里桜は部屋で一人、本を読んでいた。
 しかし、ページが先ほどから一度もめくられていないことを、二人とも見て見ぬ振りをしていた。
 結局、ベルナルダの死は病死として扱われることになった。セシルが手紙を燃やしてしまった以上、今更ベルナルダを関係づける証拠はどこにもない。
 逆に、使われた毒や、証言など証拠がありながら王妃殺害未遂の首謀者としては罪に問われなかったセシルとの釣り合いをとるためでもある。
 王の側妃、ベルナルダ殿下の葬儀は数日前に厳かに行われた。
 突然の娘の死に憔悴しきった両親の姿が里桜の頭から離れなかった。
 思えば私は、悠に浮気をされた時に “彼女と私のどちらを取るのか” と詰め寄った。
 浮気が嫌ならば別れれば良いだけの話しを、私は関係性に優劣を付けさせ、自分を選ばせて溜飲を下げた。
 陛下の事もそうだ。結局、私は悠の時のように陛下に “私を一番にしろ” と詰め寄ったのと変わりない。
 そして、その行動が一人の女性を深く傷付け、結局三人もの人が巻き添えで命を落とすことになった。
 そして、彼女も失意の中で死んだ。

「リオ様、どうなさいましたか?」

 里桜は読んでいた本で顔を隠したが、こぼれ始めた涙を止める術がなかった。
 窓には激しく雨が打ち付けている。
 私はやはり、陛下を受け入れてはいけなかったのかもしれない。


∴∵

 
「リオ、最近少し元気がないようだが、どうした?」
「いいえ。そんなことありません。」
「そうか?ならば良いが。マルゲリットの時は、腰が痛いと言っていたからまた痛くなったのかと。

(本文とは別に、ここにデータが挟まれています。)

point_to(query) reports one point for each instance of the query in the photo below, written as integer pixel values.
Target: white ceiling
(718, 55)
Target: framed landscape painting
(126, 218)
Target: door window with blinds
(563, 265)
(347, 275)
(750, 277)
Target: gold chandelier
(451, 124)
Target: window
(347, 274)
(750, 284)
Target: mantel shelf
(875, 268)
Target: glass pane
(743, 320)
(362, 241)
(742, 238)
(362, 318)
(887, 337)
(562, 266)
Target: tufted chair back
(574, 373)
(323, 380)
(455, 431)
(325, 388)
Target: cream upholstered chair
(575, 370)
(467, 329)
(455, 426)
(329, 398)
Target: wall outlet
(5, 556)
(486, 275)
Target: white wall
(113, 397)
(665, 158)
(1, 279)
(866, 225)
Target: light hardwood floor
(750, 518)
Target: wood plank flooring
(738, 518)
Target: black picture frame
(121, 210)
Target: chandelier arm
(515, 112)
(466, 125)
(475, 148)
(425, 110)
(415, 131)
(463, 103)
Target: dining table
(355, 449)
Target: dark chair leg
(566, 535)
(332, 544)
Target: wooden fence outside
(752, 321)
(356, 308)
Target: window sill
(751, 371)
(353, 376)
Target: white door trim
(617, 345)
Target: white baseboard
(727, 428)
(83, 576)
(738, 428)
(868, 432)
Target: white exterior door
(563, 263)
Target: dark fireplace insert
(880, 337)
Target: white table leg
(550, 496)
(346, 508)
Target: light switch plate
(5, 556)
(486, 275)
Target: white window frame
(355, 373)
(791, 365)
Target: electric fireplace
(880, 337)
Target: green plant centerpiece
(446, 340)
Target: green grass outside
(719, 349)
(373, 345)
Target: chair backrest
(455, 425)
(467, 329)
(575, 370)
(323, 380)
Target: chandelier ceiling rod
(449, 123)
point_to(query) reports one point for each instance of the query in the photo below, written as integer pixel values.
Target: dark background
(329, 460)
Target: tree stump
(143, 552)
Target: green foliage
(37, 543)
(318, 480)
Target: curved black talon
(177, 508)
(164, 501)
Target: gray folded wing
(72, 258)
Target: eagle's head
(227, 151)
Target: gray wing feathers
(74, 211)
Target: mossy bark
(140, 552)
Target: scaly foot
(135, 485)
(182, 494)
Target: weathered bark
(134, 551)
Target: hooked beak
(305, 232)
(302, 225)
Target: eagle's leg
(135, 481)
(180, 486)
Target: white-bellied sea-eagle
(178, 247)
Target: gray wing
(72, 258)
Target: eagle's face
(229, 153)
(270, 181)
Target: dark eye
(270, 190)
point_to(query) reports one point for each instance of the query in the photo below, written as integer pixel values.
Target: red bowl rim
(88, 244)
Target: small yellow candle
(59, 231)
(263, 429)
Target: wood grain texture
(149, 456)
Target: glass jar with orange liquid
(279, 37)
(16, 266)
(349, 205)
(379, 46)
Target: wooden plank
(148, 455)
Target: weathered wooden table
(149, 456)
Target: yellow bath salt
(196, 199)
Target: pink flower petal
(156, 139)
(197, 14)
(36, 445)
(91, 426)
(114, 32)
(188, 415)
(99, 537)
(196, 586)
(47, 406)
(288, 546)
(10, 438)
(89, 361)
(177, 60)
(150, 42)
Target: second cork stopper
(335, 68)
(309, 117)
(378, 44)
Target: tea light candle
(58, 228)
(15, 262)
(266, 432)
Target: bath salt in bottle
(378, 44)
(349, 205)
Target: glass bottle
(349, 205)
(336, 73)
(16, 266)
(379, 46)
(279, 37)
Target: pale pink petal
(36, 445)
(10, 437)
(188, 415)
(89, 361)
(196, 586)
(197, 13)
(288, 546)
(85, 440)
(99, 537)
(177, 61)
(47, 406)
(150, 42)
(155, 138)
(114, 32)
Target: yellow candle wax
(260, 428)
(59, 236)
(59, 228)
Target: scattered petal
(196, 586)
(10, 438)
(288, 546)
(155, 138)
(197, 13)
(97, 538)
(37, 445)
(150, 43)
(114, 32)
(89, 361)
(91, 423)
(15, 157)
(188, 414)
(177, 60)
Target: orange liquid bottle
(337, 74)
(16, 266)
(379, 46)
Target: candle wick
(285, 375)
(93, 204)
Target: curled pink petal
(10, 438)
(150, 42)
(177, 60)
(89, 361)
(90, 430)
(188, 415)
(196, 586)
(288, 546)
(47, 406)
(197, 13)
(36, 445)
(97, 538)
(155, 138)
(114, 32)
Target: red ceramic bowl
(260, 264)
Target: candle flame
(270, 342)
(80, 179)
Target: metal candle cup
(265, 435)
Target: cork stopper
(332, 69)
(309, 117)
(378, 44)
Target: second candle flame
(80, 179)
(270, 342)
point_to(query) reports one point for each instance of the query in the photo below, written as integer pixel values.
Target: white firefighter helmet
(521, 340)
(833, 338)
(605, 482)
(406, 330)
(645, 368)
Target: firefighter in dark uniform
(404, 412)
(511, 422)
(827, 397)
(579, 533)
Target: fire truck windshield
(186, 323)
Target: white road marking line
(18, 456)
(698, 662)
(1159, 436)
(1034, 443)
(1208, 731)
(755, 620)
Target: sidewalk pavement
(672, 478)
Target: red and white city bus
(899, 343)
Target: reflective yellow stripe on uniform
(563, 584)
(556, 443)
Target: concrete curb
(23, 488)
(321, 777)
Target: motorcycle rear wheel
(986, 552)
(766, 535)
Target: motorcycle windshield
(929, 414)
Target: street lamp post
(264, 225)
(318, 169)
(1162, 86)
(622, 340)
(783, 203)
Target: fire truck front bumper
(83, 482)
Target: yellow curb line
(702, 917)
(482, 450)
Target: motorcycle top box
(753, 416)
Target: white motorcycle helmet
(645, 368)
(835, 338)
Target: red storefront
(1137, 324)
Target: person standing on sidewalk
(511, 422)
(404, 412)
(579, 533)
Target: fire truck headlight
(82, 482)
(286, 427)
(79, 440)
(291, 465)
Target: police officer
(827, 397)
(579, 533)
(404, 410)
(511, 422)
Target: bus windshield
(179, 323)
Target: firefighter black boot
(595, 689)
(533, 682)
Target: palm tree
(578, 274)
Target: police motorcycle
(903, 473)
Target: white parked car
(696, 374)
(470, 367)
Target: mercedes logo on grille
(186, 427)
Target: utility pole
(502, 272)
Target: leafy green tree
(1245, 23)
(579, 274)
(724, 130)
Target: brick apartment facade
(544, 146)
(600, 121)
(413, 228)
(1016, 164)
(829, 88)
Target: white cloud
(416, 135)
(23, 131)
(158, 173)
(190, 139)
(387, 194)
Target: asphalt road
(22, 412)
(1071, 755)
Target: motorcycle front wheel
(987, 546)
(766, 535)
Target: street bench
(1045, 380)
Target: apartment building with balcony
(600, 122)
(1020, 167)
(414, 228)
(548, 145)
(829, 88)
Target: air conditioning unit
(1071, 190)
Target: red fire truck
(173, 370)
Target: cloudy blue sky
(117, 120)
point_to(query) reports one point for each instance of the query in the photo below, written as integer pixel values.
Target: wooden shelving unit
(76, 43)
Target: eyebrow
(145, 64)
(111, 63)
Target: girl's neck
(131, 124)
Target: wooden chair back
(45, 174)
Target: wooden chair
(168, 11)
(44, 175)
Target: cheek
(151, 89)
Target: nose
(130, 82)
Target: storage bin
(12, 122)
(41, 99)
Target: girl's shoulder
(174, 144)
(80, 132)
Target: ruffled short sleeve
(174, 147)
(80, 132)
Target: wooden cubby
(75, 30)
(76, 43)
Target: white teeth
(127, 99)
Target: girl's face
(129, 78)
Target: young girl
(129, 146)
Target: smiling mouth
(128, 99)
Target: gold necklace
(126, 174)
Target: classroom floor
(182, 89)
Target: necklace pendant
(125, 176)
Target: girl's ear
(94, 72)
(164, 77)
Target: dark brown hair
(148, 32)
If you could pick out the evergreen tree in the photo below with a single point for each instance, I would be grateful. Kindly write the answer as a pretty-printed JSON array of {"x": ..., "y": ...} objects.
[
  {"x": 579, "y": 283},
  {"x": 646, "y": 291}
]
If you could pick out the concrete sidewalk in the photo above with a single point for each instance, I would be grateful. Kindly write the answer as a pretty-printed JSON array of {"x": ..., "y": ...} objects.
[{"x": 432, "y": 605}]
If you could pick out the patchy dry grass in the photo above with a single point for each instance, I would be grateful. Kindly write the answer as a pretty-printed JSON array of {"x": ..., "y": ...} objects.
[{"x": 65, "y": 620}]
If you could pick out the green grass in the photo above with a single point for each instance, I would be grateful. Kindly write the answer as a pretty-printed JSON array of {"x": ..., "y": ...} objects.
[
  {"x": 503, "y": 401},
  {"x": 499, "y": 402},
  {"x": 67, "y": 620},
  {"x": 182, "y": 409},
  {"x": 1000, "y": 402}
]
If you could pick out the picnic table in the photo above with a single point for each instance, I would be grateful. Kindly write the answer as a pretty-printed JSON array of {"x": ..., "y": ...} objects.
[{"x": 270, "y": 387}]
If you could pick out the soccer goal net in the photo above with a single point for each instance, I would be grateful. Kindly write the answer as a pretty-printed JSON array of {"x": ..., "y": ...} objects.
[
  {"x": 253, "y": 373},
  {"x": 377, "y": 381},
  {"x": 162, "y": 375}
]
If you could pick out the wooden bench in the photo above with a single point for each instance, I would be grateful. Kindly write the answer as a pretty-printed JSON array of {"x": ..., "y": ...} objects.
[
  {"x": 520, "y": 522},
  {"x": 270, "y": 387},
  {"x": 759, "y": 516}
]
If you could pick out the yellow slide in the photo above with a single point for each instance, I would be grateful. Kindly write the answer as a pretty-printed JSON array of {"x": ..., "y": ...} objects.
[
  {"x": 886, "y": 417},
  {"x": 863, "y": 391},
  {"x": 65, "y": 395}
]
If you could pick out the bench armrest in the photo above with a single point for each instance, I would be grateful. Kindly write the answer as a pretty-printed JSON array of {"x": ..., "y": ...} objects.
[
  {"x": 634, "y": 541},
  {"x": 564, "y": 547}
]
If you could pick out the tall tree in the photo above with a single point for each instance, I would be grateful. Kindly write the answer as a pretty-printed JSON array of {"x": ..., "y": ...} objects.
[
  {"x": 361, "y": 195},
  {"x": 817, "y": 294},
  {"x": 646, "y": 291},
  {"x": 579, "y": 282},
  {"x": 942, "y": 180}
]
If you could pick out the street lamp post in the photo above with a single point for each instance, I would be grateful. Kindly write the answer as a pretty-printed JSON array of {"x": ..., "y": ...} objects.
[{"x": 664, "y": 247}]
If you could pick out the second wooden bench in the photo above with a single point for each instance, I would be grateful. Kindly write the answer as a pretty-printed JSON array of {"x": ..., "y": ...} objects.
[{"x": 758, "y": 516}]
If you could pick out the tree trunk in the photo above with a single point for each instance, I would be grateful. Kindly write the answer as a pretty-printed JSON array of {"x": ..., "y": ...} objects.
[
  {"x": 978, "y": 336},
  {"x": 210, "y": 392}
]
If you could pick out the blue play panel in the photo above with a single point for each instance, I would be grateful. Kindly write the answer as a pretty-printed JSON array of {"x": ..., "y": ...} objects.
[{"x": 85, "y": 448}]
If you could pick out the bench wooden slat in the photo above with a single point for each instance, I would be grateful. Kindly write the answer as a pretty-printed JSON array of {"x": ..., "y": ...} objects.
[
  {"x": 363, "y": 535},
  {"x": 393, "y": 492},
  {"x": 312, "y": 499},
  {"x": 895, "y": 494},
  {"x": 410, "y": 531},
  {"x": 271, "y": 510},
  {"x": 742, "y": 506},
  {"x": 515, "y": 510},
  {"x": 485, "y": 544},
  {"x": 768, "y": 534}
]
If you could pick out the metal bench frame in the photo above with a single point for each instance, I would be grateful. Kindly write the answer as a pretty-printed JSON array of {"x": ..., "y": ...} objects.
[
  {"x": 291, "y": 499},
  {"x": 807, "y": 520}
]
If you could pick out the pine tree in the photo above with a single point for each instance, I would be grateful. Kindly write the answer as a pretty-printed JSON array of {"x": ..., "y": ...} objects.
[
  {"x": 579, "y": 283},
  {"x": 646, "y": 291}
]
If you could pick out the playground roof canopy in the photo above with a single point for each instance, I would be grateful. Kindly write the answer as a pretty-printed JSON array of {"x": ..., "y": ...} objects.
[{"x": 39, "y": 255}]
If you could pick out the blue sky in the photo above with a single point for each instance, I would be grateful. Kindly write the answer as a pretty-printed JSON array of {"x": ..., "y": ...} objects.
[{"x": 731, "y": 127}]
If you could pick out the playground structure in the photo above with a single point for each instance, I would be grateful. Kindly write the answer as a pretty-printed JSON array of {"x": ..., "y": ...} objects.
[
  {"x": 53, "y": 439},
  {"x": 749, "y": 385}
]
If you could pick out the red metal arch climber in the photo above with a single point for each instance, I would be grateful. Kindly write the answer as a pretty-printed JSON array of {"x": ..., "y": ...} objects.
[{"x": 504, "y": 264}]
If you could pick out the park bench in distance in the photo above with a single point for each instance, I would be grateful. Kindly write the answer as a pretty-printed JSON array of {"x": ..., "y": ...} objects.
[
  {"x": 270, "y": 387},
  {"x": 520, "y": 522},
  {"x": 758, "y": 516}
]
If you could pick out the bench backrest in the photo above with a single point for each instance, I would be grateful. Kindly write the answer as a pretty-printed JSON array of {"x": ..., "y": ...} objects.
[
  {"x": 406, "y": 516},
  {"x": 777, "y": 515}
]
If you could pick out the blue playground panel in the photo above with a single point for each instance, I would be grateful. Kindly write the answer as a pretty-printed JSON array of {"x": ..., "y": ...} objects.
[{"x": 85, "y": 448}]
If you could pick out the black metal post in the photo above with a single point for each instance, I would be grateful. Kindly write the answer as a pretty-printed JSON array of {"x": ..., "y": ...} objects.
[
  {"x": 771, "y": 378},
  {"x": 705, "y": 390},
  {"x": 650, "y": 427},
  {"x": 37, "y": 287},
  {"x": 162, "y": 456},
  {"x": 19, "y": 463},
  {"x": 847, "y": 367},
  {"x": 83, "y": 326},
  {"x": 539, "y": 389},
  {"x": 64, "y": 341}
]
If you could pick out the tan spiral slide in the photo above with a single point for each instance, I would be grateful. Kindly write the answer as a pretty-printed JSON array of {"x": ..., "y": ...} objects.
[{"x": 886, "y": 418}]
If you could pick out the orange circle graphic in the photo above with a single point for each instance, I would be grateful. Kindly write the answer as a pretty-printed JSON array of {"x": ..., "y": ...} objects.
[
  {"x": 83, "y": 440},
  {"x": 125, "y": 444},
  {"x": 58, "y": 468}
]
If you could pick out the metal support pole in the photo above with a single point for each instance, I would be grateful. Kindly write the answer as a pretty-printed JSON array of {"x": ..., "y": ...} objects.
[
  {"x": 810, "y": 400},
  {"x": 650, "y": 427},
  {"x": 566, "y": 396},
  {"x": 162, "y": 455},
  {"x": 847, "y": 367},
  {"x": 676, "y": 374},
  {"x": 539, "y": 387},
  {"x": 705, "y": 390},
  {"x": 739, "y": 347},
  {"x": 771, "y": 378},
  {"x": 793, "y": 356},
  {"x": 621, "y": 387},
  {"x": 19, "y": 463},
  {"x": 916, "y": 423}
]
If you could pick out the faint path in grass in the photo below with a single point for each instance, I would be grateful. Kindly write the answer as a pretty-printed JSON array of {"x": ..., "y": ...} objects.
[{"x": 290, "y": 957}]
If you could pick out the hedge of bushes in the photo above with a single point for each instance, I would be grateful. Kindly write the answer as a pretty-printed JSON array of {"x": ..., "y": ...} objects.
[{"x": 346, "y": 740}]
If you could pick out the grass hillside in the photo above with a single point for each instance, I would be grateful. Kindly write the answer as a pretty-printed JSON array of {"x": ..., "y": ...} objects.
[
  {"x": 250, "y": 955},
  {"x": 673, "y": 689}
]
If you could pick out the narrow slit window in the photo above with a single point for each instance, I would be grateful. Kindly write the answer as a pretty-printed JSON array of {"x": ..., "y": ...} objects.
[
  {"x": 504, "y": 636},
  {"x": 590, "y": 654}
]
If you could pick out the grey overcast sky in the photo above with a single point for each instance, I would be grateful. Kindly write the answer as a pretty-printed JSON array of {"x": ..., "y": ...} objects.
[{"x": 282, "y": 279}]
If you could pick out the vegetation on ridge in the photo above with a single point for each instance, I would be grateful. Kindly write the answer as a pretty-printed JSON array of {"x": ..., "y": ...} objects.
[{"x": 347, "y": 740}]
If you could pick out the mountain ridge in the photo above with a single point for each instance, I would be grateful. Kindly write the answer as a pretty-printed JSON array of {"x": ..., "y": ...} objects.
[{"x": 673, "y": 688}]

」
「いいえ。まだ大丈夫です。」
「そうか。何かあれば必ず言えよ。では、行ってくる。」

 レオナールは軽くキスをして部屋を出て行った。
 それを待っていたように、リナが話しかけてきた。

「リオ様、王太后陛下があと三十分ほどでいらっしゃるそうでございます。」
「王太后陛下が?」
「はい。」
「急に何かしら?お暇のご挨拶はもうしていたのに…。わかった。それじゃ、王太后陛下のお好きな・・」
「フリュイ・コンフィの用意を申しつけました。」
「ありがとうリナ。では、フルーツの種類に合わせたお茶を用意して。私は身支度をしているから。」
「はい。畏まりました。」


∴∵


「王太后陛下。おいで下さりありがとうございます。もう、マルゲリットには会われましたか?」
「いいえ。今日は、あなたに話があってきたのです。」
「そうでしたか。どうぞ、おかけ下さい。」

 アデライトは勧められたまま椅子に腰掛け、リナが用意したお茶を一口飲んだ。

「リナ、いつも美味しいお茶をありがとう。私は王妃と少し込み入った話がしたいの。アナスタシアとリナは部屋の外で待機していてちょうだい。」

 里桜が二人に頷くと、そのまま部屋を出て行った。
 すると、魔壁の張られた感覚がした。

「王妃、そんな顔を強ばらせなくても…まぁ、それもそうよね。警戒するでしょうね。ベルナルダの話しは聞きました。王妃のことだから、心を痛めているのではないかと思ってね。」

 アデライトは少し笑って、再びお茶を飲んだ。

「あなたなら、自分がレオナールの心を受け入れなければ、人が命を落とすこともなかったのに…と考えているのでしょうね。」

 アデライトは里桜の瞳をじっと見て、少し微笑んだ。

「私はね、王妃と言う座がありながら、一度もシャルル様には愛されなかった。政略的な結婚であっても通常はもう少し心を寄せ合って夫婦の形を作るのでしょうけれど、私たちは一度もそのようにはなれなかった。」

 アデライトは、里桜ではない遠い方を見ていた。

「側妃が子供を産んでいく中で私はシャルル様に触れてももらえなかった。だから私は他の(ひと)の子を身籠もったの。そして生まれたのが、シルヴェストル。その罪への報いなのか、成長するに従い、そして年を重ねるほどに、あの子は彼の生き写しのようになっていった。それを苦にね、その(ひと)は自ら命を絶ったのよ。」

 アデライトは里桜に向って微笑んだが、それは初めて見るような弱々しい笑顔だった。

「私も、ベルナルダも愛されないなりの道の歩み方は沢山あったの。だけど、選んではいけない道を選んだ。それは、あなたが選ばせたのではなく、ベルナルダが自ら選んだの。レオナールを愛して、レオナールに愛されてそれを好ましいと思うなら、あなたはレオナールの側で素直に幸せそうにしていなさい。それが、愛してくれているレオナールへの礼儀です。」

 アデライトは ‘愛されてもいないのに偉そうに言ってしまったわね’ と苦笑いをした。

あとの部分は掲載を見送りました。